Einfacher haben es Spieler, die wie Azmoun im Ausland spielen. So hat Saeid Ezatolahi, der in Dänemark bei Velje BK spielt, auf Instagram seine Solidarität mit den Protestierenden betont und gefordert, die Führungsriege der Islamischen Republik Iran solle »auf die Menschen in unserem Land hören«. Majid Hosseini, der bei Kayserispor in der türkischen Süper Lig spielt, teilte einen Beitrag, der die Polizei aufforderte, die Waffen niederzulegen. Beide gehören weiterhin zum Kader der Nationalmannschaft und dürften sehr wahrscheinlich auch zum Aufgebot des iranischen Verbands für die Weltmeisterschaft zählen.

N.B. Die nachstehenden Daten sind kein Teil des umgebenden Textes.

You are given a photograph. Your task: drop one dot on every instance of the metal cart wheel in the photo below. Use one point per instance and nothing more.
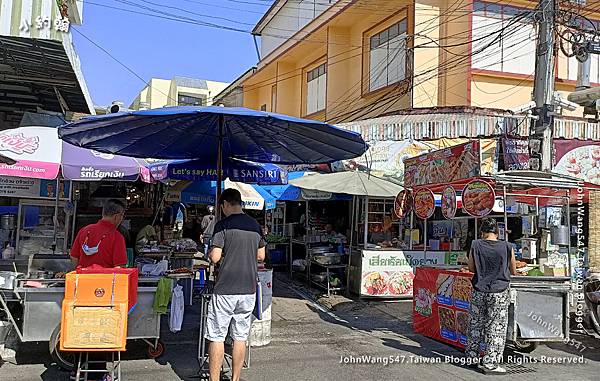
(525, 346)
(155, 351)
(522, 345)
(65, 360)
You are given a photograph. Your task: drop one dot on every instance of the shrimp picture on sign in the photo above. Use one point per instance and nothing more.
(478, 198)
(449, 202)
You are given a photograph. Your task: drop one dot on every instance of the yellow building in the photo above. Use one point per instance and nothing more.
(349, 60)
(179, 91)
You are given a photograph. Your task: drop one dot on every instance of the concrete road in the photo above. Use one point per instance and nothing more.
(312, 343)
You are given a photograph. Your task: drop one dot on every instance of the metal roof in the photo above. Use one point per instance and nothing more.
(268, 16)
(38, 74)
(191, 82)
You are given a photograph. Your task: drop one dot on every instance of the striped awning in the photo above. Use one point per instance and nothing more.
(437, 125)
(429, 126)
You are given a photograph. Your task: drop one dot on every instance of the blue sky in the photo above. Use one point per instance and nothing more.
(155, 47)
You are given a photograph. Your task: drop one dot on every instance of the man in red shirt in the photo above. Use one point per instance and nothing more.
(101, 243)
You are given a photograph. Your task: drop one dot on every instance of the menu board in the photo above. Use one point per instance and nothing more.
(21, 187)
(478, 198)
(424, 203)
(578, 158)
(515, 154)
(386, 273)
(403, 203)
(441, 305)
(449, 203)
(443, 166)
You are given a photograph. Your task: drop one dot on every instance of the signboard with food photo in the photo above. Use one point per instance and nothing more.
(443, 166)
(441, 304)
(386, 274)
(424, 203)
(449, 203)
(578, 158)
(478, 198)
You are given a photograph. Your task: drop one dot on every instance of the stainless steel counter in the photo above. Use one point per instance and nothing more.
(42, 310)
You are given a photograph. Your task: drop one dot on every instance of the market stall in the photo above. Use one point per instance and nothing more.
(371, 220)
(38, 189)
(533, 213)
(32, 303)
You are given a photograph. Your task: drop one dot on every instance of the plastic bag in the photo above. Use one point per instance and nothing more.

Bei den Testspielen in Österreich gegen Uruguay und den Senegal hatten die Spieler der iranischen Nationalmannschaft mit über den Schultern verschränkten Armen demonstrativ Geschlossenheit gezeigt, wohl auch gegen das Schweigegebot, das der Verband gegen sie verhängt hatte und das nur Azmoun zu brechen wagte. Sollten die Proteste im November noch andauern oder sich sogar ausgeweitet haben, dürfte das die Spieler kaum kalt lassen. Immerhin geht es um ihre Freunde, Nachbarn und Familien. Außerdem gehören sie allesamt zu genau der jüngeren Generation, die gegenwärtig als treibende Kraft hinter den Protesten gilt. Es ist also möglich, dass zumindest einige von ihnen die Spiele in Katar zum Anlass nehmen, ihre Solidarität auszudrücken.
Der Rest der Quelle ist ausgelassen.